SİZ ÇOCUĞUNUZU BÖYLE EĞİTİR MİSİNİZ SAYIN BAKAN?
Türkiye’de 2013-2023 yılları arasında 671 çocuk işçi, iş cinayetlerinde hayatını kaybetti. Bu
ölümler 2024’te de artarak devam ediyor. Kanun’da açıkça yazıyor: Öğrenciler tehlikeli, ağır
işlerde çalıştırılamaz. Peki bu ölümler nedir Sayın Bakan? 16 yaşında Eren, sondaj çalışması
yapılırken elektrik akımına kapılarak öldü. 17 yaşında Ulaş, elektrik direğinden arıtma
havuzuna düşerek öldü. 14 yaşında Arda, sac büküm makinasına sıkışarak feci şekilde öldü.
Ölümler bir yana yaralanmalar, uzuv kayıplarıyla sonuçlanıyor. Bu çocukların hayatı kararıyor.
Beyzanur’un, aracın yakıt deposunun şamandırasını değiştirirken meydana gelen patlamada
vücudunun yüzde 80’i yanıyor. Siz çocuğunuzu yakıt deposunun şamandırasını değiştirerek
eğitir misiniz Sayın Bakan? Bu nasıl eğitim, bu neyin eğitimi Sayın Bakan?
TÜRKİYE ARTIK SUNTALARIN ARASINDA KALIP ÖLEN ÇOCUKLARIN ÜLKESİ
Çocuk işçiliğinin temel nedenlerini kendi raporunuzda zaten açıklamışsınız: “İşverenlerin
talebi, aile bireylerinin işsizliği, eğitim hizmetinden faydalananama, yoksulluk…” Bunu ben
değil, sizin raporunuz söylüyor! Bu sorunlara çözümü geçtim, çocukların işçileştirilmesine,
öldürülmesine göz yumuyorsunuz. Önceki gece annesi hurdacılık yaptığı için evde boğularak
hayatlarını kaybetmemiş olsalardı Nefes, Peri ve Işık’a vaat edeceğiniz, bekleyen gelecek
farklı mıydı? Türkiye sayenizde artık hurda toplamaya giderken 5 çocuğu boğularak ölen
annelerin, çocuğu şantiyelerde suntaların arasında kalıp ölenlerin, sanayide elektrik akımına
kapılanların, inşaatlarda üzerine beton blok düşenlerin, geleceği kararanların ülkesi.

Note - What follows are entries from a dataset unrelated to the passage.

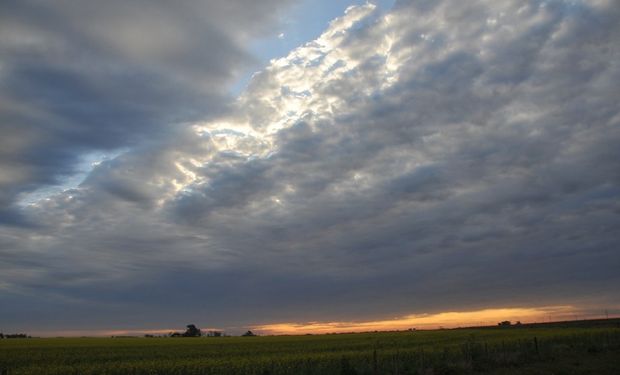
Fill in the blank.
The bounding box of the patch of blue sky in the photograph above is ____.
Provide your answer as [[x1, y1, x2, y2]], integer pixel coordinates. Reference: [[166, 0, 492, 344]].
[[18, 149, 127, 206], [230, 0, 395, 96]]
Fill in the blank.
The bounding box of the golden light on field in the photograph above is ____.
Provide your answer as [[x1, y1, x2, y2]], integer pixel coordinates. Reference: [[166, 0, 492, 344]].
[[254, 306, 578, 334]]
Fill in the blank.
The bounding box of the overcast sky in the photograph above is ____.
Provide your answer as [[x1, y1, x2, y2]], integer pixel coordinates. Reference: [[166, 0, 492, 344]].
[[0, 0, 620, 332]]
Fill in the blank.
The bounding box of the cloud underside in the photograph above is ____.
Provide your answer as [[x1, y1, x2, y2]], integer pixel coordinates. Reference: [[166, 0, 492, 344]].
[[0, 0, 620, 334]]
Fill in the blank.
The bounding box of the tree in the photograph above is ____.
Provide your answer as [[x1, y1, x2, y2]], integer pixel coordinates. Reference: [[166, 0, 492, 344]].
[[183, 324, 202, 337]]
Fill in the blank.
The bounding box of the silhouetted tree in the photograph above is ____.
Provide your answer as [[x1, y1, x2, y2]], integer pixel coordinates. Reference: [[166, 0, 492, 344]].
[[183, 324, 202, 337]]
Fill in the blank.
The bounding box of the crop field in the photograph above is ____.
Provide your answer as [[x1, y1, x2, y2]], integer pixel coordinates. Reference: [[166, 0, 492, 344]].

NORMALLEŞTİRMEYE ÇALIŞTIĞINIZ HİÇBİR KÖTÜLÜĞÜ KABUL ETMİYORUZ
Çocuk yoksulluğunda AB'de birinci, OECD'de ikinci sıradayız. 15-17 yaş grubunun işgücüne
katılım oranı yüzde 16'dan yüzde 22'ye çıktı. Buna karşı 2025 bütçesinde “çocukların
korunması programına” niye 1000 TL ayırdınız, bunları açıklayın. Çocukların yeri okuldur,
oyundur; mesleki eğitimse bunun koşulları şartları bellidir. Çocukları bu ölüm kamplarına terk
edemezsiniz. Bu milleti ne çocuk cinayetlerine, ne çocukların aç yatmasına, ne eğitimden
mahrum çocuklara, ne de çocuk işçilere alıştıramayacaksınız. Normalleştirmeye çalıştığınız
hiçbir kötülüğü hiçbir felaketi kabul etmiyoruz.